The surgeon walked toward my family and me in the hospital waiting room. The briskness of his walk showed he was a busy man, and as he approached his eyes revealed the fact that he had been performing tedious work for the last five hours. We listened as he explained the surgery, but we comprehended only about twenty percent of the conversation.
Then he said the words we longed to hear, “The surgery was successful.”
In that moment I felt so grateful and indebted to this man whom I had only met for the first time a few short days ago. Because he had fixed my dad’s heart and had given me the priceless gift of more time with him.
I thought about the countless hours the surgeon had spent studying in medical school and the years he spent perfecting his craft to save lives. I wanted to give him a hug, but I refrained as I knew it would not be appreciated or appropriate. There was really no way for me to repay him in that moment, so I uttered a wimpy thank you as he walked away to prepare to do it all again for another patient and family.
This feeling of indebted gratitude made me reflect on how I will feel when I one day stand before Jesus in heaven. Revelation 7:9-10, 12 tells us how a group of people will respond when they are before Jesus. Reflect on their words of thanksgiving:
After these things I looked, and behold, a great multitude which no one could count, from every nation and all tribes and peoples and tongues, standing before the throne and before the Lamb, clothed in white robes, and palm branches were in their hands; and they cry out with a loud voice, saying, “Salvation to our God who sits on the throne, and to the Lamb.” …saying, “Amen, blessing and glory and wisdom and thanksgiving and honor and power and might, be to our God forever and ever. Amen.”
Like my dad’s heart that was repaired by the surgeon, through Jesus we are given the gift of a restored heart—a priceless gift which we are unable to repay. Through Him our hearts have been fixed to allow us to come before God as well as to receive the gift of eternal life.
The work of the surgeon came with many years of personal sacrifice to prepare for helping others; likewise, the work of Christ also required Him to sacrifice. He left Heaven, a place of perfection where he was considered royalty, and lived with mankind as a child in the family of a carpenter. His purpose was to reveal God’s plan to human beings and then to sacrificially fulfill it through giving up His own life.

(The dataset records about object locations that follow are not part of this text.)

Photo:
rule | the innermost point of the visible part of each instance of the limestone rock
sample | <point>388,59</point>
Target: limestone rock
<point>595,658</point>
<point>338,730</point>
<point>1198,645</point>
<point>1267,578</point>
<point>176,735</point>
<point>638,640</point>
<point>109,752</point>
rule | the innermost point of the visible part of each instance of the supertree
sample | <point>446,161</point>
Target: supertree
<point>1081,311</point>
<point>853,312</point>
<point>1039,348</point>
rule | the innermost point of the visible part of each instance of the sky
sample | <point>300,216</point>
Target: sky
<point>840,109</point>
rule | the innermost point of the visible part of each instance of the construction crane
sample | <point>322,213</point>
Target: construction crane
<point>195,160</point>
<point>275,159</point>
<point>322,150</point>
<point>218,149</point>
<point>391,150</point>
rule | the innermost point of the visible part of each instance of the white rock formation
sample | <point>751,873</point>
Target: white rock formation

There is no greater gift to give.
Thanksgiving is traditionally a time when we gather with those we love and reflect on things that we are thankful for. Most of the time our minds instantly think on the temporal things we have been given. We think about the blessings of family and the material possessions we have been given and acknowledge that they are from God. While this is a good practice, let’s not forget the most important reason to give Him thanksgiving.
When we still our busy minds and think about what He has done on our behalf, it should drive us to a feeling of indebted thanksgiving. The feeling will lead us to follow the example of the multitude in Heaven and thank Him with a loud voice for our salvation.